Why are the windows so clean?"

Pat grinned. "Daddy designed it. Folks in general built it and maintain it. The windows are so clean because we're going to wash them tomorrow morning, and see if anything's getting low in the inventory, and sweep and dust."

"Is there a 'puter?" Keda asked, after she and Tommy had poked into every accessible niche of the little space.

"No 'puter, AND no TV," said Pat. Keda nodded and went back to the window with her book. When the light faded too much, she dug a battery-powered reading light from her pack.

"Can we stay up all night?" Tommy asked. Pat and I looked at each other the way parents look at each other. It had been a long day.

"As late as you want," I said.

"Yay!"

"But get changed and into the sleeping bags first."

"O Timballo! How happy we are, When we live in a sieve and a crockery-jar, And all night long in the moonlight pale, We sail away with a pea-green sail, In the shade of the mountains brown!"

Changing meant wooly sleepers against the cold for the kids, and a long nightshirt for me, but Pat just stripped out of her pants and jacket and the outer layers of her clothes, and stood curvy and fetching in a red t-shirt and flannel boxers.

"You'll freeze," I said, putting my arms around her. The fullness of her body through the cotton felt good. She kissed me, her arms warm and familiar against my back. "I don't think so," she said, and her tongue licked my lips.

All four of us cuddled into the grownup sleeping bags zipped together on the bigger platform, looking up out the window, a deliciously tight fit. Tommy snuggled up against his Mommy, and Keda sat up next to me, talking about her origami and her book, until I pulled her down onto my shoulder. "Lying down time," I said.

"But we're staying up all night!"

"In bed."

"In sleeping bags!"

"In sleeping bags. Lying down."

"Aww!"

But the "aww" turned into a yawn, and both of them were asleep before very long at all.
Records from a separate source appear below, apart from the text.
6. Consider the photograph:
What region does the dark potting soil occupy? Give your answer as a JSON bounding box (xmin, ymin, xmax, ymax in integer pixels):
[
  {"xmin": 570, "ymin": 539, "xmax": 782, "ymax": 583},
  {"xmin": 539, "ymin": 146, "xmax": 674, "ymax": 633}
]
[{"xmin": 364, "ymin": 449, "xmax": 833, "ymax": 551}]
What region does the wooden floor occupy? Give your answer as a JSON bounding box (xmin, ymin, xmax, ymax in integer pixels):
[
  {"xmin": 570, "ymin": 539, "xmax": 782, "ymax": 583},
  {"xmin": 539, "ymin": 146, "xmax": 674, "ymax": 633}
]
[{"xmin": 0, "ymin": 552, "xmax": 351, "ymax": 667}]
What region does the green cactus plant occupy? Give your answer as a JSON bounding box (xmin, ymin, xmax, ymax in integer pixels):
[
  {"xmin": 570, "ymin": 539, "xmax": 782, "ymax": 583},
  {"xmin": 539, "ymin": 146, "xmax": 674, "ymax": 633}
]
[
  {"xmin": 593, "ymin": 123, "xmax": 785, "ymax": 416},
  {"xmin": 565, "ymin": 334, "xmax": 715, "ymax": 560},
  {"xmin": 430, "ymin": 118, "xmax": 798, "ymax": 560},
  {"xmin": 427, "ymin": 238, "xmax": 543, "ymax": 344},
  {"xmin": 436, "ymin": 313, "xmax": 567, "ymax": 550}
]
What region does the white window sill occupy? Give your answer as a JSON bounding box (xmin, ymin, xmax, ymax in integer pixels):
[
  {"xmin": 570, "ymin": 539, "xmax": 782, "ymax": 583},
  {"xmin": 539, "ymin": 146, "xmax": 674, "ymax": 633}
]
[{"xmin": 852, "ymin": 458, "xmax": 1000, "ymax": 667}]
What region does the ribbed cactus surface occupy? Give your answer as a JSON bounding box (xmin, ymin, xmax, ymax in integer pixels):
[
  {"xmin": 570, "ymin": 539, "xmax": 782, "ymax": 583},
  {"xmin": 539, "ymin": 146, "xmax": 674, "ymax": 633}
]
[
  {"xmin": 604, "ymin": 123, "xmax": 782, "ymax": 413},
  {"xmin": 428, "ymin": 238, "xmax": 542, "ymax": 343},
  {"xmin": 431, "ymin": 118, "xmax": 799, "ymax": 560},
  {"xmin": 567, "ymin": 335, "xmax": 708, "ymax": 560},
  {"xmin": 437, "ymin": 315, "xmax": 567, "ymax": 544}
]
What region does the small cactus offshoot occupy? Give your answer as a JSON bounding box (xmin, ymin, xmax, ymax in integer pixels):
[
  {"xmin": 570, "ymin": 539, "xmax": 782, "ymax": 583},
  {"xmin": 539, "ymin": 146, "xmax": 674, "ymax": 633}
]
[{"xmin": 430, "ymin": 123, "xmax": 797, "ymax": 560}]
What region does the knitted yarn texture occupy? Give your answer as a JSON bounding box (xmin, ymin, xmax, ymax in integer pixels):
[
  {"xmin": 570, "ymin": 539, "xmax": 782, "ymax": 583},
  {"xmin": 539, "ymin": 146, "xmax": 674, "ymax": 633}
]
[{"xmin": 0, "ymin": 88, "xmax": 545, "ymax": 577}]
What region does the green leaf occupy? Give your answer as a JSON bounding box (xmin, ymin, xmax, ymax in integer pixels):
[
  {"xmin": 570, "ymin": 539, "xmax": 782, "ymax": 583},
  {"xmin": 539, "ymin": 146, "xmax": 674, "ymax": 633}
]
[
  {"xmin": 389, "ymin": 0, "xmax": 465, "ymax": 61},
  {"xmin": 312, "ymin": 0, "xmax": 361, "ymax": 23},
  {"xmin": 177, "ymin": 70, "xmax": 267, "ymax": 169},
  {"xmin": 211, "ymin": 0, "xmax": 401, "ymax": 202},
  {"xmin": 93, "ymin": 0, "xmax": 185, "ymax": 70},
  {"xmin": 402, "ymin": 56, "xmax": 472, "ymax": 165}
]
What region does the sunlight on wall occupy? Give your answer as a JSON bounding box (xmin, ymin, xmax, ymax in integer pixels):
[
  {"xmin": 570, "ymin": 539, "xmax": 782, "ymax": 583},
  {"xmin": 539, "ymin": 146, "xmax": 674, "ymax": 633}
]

We lay there surrounding them for a little while, talking softly about the day and the hills and the universe, and then we moved them over into their own bags and tucked them in and kissed them.

Back in our own place, warm beside the cold window that now was keeping out a moony night, we slipped easily into each other's arms and kissed and pressed against each other, Pat's legs twining around mine. Then she lay back and I touched her face and ran my hand lightly over the soft firm mounds of her breasts under the t-shirt.

"O Timballo, how happy we are!" I whispered to her.

She smiled. "I remember the Christmas that Santa gave me those books, four or five little Edward Lears in a yellow box. The Jumblies were always my favorite." I slid my hand lower and pushed up her shirt, stroking the smoothness of her stomach.

"Touch me," she whispered. My hand went under the waistband of her boxers and very gently down over the wiry hair between her legs. She purred.

I kissed her mouth and her nose and she spread her thighs, opening herself wider to my fingers. Her thighs were cool, but the hill between them was hot, and as I stroked her her breathing changed. I remembered another Lear verse.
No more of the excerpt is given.